Yay. And so did the fudgemeister give unto the children of Betenlibot and proclaimeth ‘Let there be fudge!’
Des Lynam – Grandstand
TC Fudge is made to order from fresh ingredients, but that’s not what makes it the boss of all fudge. It’s all the neurotic perfectionism and existential angst that has been poured over it. In short, all the pain and misery. Each delicious bar of creamy fudge is propped up by many nights of me screaming myself to sleep. So I hope you’re happy with yourselves. Here are some fudging photos.




The process
- Cream and butter are heated together gently
- Golden syrup is added, sugar is added gradually
- Heated to soft ball stage
- Hand beaten for around ten minutes
- Sea salt flakes and vanilla added when cooled
- Pour in to a mould and leave overnight

1 x ‘Fudge Your Face’ box
6 x giant fudge bars = 450-500g of fudge Postage and Packaging – 2nd Class Royal Mail
£16.00
The packaging
There are no plastics anywhere near my fudge.

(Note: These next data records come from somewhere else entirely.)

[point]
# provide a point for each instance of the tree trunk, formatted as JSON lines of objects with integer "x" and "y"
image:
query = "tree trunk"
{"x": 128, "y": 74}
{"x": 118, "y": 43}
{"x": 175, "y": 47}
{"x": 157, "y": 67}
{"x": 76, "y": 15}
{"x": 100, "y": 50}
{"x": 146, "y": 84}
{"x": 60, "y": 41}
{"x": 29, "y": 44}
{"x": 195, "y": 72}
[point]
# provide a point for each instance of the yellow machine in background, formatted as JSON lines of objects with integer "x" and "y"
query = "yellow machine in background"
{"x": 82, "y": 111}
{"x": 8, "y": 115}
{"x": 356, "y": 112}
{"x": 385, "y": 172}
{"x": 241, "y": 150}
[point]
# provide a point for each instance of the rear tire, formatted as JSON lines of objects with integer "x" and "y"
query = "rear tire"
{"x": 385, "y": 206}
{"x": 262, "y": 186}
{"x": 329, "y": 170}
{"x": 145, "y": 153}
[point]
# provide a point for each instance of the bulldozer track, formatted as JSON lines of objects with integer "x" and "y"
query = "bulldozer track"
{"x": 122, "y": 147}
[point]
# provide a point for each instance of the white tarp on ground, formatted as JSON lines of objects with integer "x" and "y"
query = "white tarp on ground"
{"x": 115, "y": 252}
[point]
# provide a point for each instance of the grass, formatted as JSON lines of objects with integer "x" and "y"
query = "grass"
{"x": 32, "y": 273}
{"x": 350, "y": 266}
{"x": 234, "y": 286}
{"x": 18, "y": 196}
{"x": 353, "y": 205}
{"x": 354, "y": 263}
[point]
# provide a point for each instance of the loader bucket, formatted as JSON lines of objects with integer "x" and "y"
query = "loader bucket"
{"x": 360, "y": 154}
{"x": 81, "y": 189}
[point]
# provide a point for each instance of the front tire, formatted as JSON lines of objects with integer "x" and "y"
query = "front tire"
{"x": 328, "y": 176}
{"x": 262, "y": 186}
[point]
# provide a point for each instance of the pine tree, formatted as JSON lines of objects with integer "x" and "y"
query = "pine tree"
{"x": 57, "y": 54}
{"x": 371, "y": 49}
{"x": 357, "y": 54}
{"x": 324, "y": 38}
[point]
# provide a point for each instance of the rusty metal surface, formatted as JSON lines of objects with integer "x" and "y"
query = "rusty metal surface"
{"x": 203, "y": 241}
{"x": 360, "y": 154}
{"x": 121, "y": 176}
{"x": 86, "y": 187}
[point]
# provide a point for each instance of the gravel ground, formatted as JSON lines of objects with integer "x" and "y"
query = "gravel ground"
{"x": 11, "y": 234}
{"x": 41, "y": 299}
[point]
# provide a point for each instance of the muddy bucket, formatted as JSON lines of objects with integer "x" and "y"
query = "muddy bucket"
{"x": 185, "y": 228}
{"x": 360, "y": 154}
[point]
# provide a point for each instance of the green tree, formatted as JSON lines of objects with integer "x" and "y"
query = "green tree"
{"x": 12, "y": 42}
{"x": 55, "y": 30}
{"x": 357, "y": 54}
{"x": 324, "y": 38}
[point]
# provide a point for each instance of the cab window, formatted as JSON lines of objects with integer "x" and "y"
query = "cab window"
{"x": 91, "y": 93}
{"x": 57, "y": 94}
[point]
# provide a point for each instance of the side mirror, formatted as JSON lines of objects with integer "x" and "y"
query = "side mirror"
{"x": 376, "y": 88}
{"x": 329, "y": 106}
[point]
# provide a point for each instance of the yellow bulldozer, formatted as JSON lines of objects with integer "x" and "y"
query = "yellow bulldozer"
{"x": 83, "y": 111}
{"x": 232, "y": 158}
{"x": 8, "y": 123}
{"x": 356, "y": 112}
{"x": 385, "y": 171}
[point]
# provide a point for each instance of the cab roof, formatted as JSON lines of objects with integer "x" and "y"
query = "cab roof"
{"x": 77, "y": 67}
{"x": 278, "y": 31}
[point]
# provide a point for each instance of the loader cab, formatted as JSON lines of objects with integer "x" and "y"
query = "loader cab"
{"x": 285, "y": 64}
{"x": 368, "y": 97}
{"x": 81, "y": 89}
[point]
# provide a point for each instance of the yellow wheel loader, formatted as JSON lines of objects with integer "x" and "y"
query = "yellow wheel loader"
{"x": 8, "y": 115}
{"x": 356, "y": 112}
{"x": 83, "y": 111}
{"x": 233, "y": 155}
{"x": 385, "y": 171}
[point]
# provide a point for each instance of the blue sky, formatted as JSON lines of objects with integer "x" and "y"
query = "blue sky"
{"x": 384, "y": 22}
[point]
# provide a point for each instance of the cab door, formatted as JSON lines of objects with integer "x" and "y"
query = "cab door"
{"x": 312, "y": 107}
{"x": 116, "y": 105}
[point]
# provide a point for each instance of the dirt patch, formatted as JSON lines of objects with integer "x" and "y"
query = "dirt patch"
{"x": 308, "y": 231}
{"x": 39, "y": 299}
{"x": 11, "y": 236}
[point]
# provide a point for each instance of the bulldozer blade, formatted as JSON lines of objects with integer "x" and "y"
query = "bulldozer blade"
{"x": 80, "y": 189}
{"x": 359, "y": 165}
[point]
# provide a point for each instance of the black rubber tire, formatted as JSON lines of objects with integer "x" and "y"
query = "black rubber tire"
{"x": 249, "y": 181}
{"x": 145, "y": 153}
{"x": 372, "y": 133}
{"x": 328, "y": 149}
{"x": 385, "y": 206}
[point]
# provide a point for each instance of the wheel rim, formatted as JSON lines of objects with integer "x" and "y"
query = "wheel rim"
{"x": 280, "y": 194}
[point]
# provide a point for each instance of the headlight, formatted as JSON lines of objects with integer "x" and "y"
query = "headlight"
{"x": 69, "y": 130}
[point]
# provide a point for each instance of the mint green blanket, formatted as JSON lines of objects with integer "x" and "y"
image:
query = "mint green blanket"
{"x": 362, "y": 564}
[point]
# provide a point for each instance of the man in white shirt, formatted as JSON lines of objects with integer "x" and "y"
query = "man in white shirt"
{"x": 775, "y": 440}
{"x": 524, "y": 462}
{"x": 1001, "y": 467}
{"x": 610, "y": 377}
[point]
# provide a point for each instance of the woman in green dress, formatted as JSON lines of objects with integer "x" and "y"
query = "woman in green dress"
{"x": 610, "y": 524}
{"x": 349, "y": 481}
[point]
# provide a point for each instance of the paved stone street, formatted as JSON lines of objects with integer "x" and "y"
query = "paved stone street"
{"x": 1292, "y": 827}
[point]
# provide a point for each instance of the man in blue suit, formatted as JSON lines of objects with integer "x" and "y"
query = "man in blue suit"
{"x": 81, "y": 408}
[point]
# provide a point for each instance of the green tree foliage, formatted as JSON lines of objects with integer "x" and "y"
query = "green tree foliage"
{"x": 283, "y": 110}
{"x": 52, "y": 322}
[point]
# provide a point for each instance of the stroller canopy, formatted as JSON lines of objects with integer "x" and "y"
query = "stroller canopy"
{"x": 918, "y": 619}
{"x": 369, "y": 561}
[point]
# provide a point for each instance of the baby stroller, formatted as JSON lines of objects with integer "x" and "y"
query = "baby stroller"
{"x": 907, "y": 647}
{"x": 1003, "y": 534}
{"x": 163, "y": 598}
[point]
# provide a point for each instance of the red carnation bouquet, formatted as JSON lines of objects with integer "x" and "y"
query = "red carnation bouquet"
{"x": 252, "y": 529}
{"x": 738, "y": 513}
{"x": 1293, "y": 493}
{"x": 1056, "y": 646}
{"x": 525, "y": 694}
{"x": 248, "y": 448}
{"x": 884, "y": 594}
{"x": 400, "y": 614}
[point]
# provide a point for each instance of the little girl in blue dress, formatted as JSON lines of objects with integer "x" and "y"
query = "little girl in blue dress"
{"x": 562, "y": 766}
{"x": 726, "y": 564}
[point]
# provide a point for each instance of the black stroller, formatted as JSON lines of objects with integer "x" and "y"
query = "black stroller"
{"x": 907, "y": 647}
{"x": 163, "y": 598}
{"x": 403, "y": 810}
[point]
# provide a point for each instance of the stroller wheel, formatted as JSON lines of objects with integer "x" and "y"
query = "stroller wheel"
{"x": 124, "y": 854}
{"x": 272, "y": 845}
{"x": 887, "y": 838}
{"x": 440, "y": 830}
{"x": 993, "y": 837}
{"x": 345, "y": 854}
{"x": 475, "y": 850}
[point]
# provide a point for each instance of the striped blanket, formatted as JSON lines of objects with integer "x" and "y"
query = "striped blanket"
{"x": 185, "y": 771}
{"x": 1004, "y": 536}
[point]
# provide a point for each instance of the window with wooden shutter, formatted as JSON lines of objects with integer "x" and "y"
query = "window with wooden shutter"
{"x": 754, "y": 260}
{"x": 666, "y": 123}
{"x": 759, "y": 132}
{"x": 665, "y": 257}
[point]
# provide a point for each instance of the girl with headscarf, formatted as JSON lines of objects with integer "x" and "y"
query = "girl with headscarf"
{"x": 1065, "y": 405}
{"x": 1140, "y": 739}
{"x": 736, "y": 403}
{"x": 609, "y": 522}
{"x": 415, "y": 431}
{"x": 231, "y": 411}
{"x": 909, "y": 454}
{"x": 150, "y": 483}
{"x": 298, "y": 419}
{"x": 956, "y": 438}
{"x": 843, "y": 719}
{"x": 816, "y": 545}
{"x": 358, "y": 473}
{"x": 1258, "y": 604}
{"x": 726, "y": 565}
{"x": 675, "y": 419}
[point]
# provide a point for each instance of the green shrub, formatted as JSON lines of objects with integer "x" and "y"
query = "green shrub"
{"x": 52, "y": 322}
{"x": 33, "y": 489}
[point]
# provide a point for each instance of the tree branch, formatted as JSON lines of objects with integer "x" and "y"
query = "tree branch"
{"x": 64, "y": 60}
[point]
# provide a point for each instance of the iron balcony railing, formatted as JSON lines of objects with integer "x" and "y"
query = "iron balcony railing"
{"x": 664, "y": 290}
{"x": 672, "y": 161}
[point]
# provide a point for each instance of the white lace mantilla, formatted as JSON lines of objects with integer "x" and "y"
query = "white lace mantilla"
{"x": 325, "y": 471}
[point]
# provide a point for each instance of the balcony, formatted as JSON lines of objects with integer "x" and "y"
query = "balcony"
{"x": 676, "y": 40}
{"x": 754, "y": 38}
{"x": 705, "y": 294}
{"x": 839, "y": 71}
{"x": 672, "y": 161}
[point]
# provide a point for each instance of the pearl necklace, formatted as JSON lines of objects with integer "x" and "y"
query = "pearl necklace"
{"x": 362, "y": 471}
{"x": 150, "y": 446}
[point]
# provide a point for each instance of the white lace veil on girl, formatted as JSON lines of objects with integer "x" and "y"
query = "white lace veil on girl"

Ok, there’s some tape on the box which probably has plastic of some description. But my packaging is not plastic. I fudging well hate plastics and think they are all a bunch of crap badgers.


Everything is recycled and recyclable *cough* apart from greaseproof paper *cough*, so while you may feel guilty about eating a massive fudge bar like a Snickers, you’re off the hook for microplasticizing dolphins in the blow hole.